Era già evidente infatti che, oltre agli innumerevoli modi di aggirare i limiti posti per le Partite
Iva, la cui portatta viene ridotta, fosse alquanto improbabile il ricorso al giudice per lavoratori
impiegati con partita iva riferibili, in gran parte, a piccolissime imprese e con tempi della giustizia
di oltre 3 anni avendo come prospettiva un ipotetico inserimento nel lavoro subordinato.
Il disegno di legge governativo trasforma le partite iva, dichiarate illegittime dal giudice, in
collaborazioni coordinate e continuative. Si potrebbe dire dalla padella alla brace. Se questa è
l'idea di contrasto alla precarietà e agli abusi lo stupore è inevitabile. Come se non bastasse le
nuove e limitatissime regole relative alle partite iva non sono applicabili prima di 12 mesi
dall'approivazione della legge.
Dai nuovi provvedimenti di contrasto al lavoro finto dipendente ma anche dall'applicazione dei
contratti a progetto rimangono inspiegabilmente esclusi gli iscritti agli ordini, la pubblica
amministrazione e gli enti di promozione sportiva dove si annidano una parte ampia degli abusi
utilizzando le vecchie co.co.co.
Non ci sono incentivi significativi per chi assume stabilmente collaboratori e partite iva.
E’ positiva la regolazione contrattuale delle mansioni esecutive e ripetitive su cui non si possono
più fare contratti a progetto e la regolazione delle alte professionalità riconducibili al Co. Co.

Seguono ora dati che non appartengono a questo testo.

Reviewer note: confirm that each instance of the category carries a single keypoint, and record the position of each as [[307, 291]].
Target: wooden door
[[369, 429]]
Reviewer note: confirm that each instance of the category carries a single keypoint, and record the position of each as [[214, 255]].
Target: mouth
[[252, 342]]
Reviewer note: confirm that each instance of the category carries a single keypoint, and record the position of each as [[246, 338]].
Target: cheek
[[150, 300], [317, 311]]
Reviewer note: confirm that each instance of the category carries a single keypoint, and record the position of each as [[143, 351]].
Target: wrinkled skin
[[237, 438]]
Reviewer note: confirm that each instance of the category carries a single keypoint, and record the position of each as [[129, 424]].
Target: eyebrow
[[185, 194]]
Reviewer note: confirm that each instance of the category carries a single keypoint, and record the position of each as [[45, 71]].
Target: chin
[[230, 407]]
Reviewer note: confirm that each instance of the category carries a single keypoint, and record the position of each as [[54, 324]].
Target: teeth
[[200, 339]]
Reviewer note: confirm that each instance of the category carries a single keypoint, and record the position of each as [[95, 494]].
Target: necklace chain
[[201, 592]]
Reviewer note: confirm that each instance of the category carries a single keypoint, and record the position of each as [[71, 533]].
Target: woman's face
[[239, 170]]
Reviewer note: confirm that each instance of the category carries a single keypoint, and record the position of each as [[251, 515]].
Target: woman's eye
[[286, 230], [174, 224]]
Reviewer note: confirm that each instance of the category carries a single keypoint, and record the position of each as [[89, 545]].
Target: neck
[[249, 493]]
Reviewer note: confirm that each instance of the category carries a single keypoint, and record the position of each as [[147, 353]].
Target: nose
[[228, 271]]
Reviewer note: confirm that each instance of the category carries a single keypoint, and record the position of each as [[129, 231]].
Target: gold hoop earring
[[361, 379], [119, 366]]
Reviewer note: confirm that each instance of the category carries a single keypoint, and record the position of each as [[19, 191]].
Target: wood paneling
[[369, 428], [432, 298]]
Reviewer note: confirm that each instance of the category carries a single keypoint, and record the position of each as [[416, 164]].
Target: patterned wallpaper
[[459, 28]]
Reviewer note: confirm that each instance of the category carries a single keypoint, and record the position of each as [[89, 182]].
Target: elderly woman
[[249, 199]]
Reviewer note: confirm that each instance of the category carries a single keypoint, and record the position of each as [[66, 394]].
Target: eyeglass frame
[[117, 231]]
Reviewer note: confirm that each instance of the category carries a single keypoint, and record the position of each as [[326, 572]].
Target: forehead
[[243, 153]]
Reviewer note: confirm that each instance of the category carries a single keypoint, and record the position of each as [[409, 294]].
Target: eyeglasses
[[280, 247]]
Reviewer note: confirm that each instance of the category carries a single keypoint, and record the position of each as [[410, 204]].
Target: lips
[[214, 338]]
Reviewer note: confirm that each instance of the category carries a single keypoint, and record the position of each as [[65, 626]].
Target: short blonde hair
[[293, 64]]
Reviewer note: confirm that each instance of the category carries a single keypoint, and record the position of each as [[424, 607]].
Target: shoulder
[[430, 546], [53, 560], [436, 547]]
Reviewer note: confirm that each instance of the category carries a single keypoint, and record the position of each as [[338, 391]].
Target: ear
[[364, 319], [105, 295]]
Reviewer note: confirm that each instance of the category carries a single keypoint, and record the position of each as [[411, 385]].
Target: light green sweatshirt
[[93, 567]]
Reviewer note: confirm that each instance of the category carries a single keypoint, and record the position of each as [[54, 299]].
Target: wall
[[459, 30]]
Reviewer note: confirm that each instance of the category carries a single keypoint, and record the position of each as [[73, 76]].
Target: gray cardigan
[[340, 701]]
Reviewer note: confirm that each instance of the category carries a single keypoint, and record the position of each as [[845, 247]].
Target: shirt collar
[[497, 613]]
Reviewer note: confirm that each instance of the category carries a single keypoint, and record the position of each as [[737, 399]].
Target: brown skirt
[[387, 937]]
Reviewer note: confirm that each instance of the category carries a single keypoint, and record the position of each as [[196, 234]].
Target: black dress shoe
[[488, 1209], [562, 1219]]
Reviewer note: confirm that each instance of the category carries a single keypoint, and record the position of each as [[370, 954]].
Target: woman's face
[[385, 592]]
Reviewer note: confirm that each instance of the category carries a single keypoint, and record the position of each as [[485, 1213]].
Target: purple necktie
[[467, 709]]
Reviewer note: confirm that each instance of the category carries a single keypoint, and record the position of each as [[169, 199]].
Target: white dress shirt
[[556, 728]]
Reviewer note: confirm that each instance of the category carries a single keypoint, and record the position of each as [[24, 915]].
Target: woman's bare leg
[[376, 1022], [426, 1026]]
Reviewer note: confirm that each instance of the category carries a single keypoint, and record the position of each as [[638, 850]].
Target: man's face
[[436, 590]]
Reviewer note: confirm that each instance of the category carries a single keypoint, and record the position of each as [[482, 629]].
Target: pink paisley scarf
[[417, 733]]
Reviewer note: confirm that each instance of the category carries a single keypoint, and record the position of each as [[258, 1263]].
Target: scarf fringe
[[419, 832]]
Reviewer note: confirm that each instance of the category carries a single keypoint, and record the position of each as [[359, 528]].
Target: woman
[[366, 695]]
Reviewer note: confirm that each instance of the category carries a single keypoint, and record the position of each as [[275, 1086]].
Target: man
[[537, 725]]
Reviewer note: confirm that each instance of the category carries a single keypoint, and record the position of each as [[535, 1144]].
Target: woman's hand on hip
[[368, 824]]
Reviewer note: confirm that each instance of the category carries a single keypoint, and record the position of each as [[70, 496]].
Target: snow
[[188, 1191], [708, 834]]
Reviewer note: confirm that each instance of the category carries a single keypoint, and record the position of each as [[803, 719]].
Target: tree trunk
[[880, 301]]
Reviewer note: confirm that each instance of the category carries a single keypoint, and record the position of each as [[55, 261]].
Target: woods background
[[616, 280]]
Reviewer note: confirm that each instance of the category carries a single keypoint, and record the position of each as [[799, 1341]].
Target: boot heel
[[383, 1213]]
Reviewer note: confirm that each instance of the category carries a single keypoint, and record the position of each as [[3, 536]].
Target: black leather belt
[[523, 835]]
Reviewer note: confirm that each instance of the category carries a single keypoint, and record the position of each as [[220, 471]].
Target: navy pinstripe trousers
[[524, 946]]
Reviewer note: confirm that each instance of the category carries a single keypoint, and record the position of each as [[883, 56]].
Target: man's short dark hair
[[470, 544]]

Pro. ma vanno regolati contrattualmente anche i compensi e il lavoro degli atipici altrimenti non
ci sarà mai il superamento del ricatto della parte dominante sulla parte debole e va ripristinato
quel controllo sociale indispensabile per ridurre effettivamente gli abusi. Basta chiedersi come
mai dove sono presenti le regolazioni collettive gli abusi sono a livelli fisiologici, mentre dove
non ci sono esplodono soprusi e sfruttamento.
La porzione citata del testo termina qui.